Is power set functor determined by its image on objects?

There exists at least one other endofunctor of $\mathbf{Set}$ that sends every set to its powerset. This endofunctor sends a function $f:X\to Y$ to $$\widehat{f} :P(X)\to P(Y):U\mapsto \widehat{f}(U)=\{y\in Y\mid f^{-1}(\{y\})\subset U\}$$ (where $f^{-1}$ is the inverse image).

One can check directly that $\widehat{f\circ g}=\widehat{f}\circ \widehat{g}$ and $\widehat{id_X}=id_{P(X)}$, or use the following fact (which explains the origin of that definition) : for every set $X$, the powerset $P(x)$ is a poset (ordered by inclusion), and for any given $f$, $P(f), f^{-1}$ and $\widehat{f}$ are all monotone functions and we have two adjunctions $P(f)\dashv f^{-1}\dashv \widehat{f}$. Then, for any $g$ we have a chain of adjunctions $$P(f\circ g)\dashv (f\circ g)^{-1}\dashv \widehat{f\circ g}$$ and since adjunctions can be composed, we also have $$P(f)\circ P( g)\dashv g^{-1} \circ f^{-1}\dashv \widehat{f}\circ \widehat{g}$$

Since $P$ is a functor, the first term of the two chains coincide. By uniqueness of adjoint functors the other terms also coincide, thus $\widehat{f\circ g}=\widehat{f}\circ \widehat{g}$. You can use a similar argument for the identities.
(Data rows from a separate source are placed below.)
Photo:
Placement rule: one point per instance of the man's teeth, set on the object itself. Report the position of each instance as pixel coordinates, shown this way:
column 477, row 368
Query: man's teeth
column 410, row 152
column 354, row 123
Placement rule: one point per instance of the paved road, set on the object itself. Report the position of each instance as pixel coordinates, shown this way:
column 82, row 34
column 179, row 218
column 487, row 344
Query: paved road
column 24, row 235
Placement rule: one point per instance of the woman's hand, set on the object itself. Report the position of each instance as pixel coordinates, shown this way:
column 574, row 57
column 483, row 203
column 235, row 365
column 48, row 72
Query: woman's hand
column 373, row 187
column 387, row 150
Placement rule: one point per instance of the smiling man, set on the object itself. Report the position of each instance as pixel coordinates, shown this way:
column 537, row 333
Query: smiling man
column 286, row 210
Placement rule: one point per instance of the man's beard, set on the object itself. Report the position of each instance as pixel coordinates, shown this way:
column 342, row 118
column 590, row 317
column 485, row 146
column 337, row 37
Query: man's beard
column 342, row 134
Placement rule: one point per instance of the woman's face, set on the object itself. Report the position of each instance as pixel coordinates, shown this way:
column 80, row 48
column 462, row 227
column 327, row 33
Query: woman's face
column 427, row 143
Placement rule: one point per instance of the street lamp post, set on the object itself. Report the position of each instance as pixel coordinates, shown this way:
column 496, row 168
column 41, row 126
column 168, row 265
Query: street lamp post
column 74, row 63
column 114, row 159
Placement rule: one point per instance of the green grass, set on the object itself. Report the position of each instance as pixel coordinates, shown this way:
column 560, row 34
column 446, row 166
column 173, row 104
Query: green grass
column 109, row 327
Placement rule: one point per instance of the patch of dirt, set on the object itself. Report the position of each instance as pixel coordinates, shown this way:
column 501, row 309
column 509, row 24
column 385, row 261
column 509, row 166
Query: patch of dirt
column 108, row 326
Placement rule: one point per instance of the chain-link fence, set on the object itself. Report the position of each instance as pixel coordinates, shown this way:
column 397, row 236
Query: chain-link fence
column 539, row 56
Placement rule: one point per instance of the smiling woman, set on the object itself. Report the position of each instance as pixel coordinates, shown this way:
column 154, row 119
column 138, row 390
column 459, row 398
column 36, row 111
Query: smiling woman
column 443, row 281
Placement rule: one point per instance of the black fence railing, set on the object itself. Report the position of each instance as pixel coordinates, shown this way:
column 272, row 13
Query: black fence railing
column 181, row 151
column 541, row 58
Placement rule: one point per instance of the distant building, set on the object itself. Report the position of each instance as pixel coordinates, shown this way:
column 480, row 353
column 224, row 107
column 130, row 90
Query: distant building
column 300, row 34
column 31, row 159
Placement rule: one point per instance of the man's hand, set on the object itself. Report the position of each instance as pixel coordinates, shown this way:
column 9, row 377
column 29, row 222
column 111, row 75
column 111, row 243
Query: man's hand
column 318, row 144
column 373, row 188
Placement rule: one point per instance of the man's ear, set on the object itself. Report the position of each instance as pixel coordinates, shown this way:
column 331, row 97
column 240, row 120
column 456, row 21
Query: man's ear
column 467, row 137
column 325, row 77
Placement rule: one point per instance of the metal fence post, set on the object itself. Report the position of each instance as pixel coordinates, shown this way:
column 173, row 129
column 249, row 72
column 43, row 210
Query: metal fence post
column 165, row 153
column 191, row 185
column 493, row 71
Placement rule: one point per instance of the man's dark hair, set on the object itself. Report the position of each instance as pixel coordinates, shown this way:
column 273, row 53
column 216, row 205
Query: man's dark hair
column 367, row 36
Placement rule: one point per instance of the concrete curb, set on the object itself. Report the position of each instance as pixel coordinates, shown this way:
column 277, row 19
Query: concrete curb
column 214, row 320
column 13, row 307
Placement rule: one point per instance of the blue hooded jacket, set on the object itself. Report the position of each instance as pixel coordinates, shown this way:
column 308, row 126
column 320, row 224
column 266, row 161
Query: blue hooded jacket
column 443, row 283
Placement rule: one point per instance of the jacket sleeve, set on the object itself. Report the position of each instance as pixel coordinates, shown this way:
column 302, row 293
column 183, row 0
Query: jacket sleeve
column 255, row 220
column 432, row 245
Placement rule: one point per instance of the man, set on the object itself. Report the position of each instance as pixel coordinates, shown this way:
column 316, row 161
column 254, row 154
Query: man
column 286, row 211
Here's a class of counter-examples:

For each set $X$ choose a bijection $r_X\colon \mathcal P(X)\to\mathcal P(X)$. Now let your functor $\mathcal F$ be defined on morphisms $f\colon X\to Y$ by $$ \mathcal F(f) = r_Y\circ \mathcal P(f) \circ r_X^{-1}. $$ You can check that this is a functor and one non-trivial choice of $r_X$ would be taking complements, i.e. $r_X(U)=X\setminus U$, then $\mathcal Ff(U) = Y\setminus f(X\setminus U)$.